Iron in the Bronze Age?“

Artist impression of a Hittite Chariot

A Hittite* sword housed at the Essen Museum. A uncommon specimen for it’s usual with a bronze deal with… and an iron blade! *The actual provenance and age of the weapon is unclear, however indications are it might be of Hittite age and origins.
Well, that is how the story goes: the Hittites had been forward of their time and bore ‘superior’ iron weapons. The Hittites’ super-hard iron swords might chop by means of the soft-as-butter bronze swords of the Egyptians and Assyrians. They had been successfully ‘Bronze Age lightsabers’, making the Hittites nigh-on invincible on the battlefield.

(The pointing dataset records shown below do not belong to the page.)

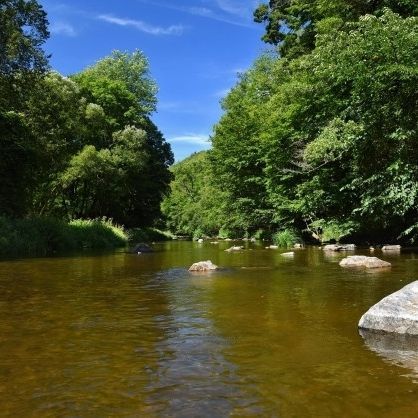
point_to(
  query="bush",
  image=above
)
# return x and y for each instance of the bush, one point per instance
(148, 235)
(332, 230)
(43, 236)
(286, 238)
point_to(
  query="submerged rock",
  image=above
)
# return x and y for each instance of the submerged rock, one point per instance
(141, 248)
(235, 248)
(397, 312)
(391, 248)
(339, 247)
(364, 261)
(203, 266)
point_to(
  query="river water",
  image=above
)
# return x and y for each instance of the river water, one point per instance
(139, 336)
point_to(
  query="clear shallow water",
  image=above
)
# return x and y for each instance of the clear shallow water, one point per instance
(128, 335)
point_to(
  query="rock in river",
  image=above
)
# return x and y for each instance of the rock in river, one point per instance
(141, 248)
(397, 312)
(234, 248)
(203, 266)
(363, 261)
(339, 247)
(391, 248)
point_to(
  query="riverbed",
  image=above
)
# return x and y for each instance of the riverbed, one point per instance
(117, 334)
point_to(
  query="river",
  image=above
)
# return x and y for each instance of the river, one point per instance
(139, 336)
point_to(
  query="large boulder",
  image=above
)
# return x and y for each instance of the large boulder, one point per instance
(234, 248)
(203, 266)
(397, 312)
(364, 261)
(391, 248)
(339, 247)
(141, 248)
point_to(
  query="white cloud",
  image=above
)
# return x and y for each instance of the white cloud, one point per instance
(142, 26)
(234, 7)
(195, 139)
(222, 93)
(62, 28)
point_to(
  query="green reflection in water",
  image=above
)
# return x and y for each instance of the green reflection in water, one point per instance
(127, 335)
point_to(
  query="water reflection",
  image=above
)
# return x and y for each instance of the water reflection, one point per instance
(128, 335)
(398, 349)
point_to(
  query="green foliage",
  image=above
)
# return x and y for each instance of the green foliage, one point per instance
(85, 147)
(148, 235)
(23, 30)
(286, 238)
(194, 206)
(331, 230)
(328, 136)
(294, 24)
(43, 236)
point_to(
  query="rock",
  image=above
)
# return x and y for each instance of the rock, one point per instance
(339, 247)
(391, 248)
(349, 247)
(332, 247)
(397, 312)
(141, 248)
(235, 248)
(363, 261)
(203, 266)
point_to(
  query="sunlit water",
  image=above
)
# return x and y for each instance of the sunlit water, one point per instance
(138, 335)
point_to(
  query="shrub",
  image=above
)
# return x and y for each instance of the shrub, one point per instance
(43, 236)
(286, 238)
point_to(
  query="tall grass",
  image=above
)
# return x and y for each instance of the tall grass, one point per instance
(148, 235)
(43, 236)
(286, 238)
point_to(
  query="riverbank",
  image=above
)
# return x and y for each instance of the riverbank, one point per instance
(46, 236)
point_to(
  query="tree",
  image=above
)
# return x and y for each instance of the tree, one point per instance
(194, 206)
(294, 24)
(23, 30)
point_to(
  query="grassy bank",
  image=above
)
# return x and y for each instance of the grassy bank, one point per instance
(44, 236)
(148, 235)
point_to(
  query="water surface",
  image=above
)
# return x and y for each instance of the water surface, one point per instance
(128, 335)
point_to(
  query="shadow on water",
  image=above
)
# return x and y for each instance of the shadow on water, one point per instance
(398, 349)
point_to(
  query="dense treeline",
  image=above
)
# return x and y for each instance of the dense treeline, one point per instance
(82, 146)
(319, 138)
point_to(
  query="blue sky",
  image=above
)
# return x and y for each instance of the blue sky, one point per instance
(195, 49)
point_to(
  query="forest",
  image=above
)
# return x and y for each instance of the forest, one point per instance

Okay, it is a bit foolish, however I could not resist…
Wait a minute… invincible? The Hittites had been good, however not that good. They received many battles and wars however they misplaced a number of too. And this notion that having iron weapons meant on the spot superiority over bronze-armoured foes would not fairly sound correct. Metallurgy is not as black and white as that – good bronze is definitely more durable than many grades of iron.
But again to the authentic query: did the Hittites have iron weapons or not? Oh, if solely it was a sure or no reply 🙂
Steel your self for what follows (together with a couple of extra horrible puns)…
The irony of the Iron Age
Firstly, we should dispense with the notion that the Bronze Age was a time when everybody was utilizing bronze for all the things as a result of iron hadn’t been found but, and that on the day somebody did uncover it, everybody threw down their bronze instruments and took up the superior iron ones as a substitute.
Indeed, whereas our trendy classification of the Bronze Age (3300 BC – 1200 BC) and the Iron Age (1200 BC – 500 BC) as two distinct and contiguous epochs serves as a tidy strategy to organise historical past, it’s a large simplification. In reality, iron was ‘known’ to the world all all through the Bronze Age – i.e. earlier than, throughout and after the time of the Hittites – a reality underpinned by loads of epigraphic proof. For instance, Prof. Klaas Veenhof’s translations of Assyrian service provider texts from 1800 BC describe the existence of an historical iron commerce ongoing alongside that of copper and tin (the substances for bronze).
Prof. Veenhof’s work additionally permits us to deduce that iron was uncommon – extraordinarily so and, consequently, massively costly. Indeed, proof means that iron commanded a value upwards of forty instances that of silver!
The Iron of Heaven
Why was iron so costly? Well, the solely actual supply of pure iron was meteorites (effectively, almost-pure iron – meteorites are generally composed of iron-nickel). To the Bronze Age kings, this was generally known as ‘Iron of Heaven’ as a result of it fell from the skies in streaks of sunshine. It should have appeared magical to the ancients – due to the method it descended from the skies and for its magnetic properties.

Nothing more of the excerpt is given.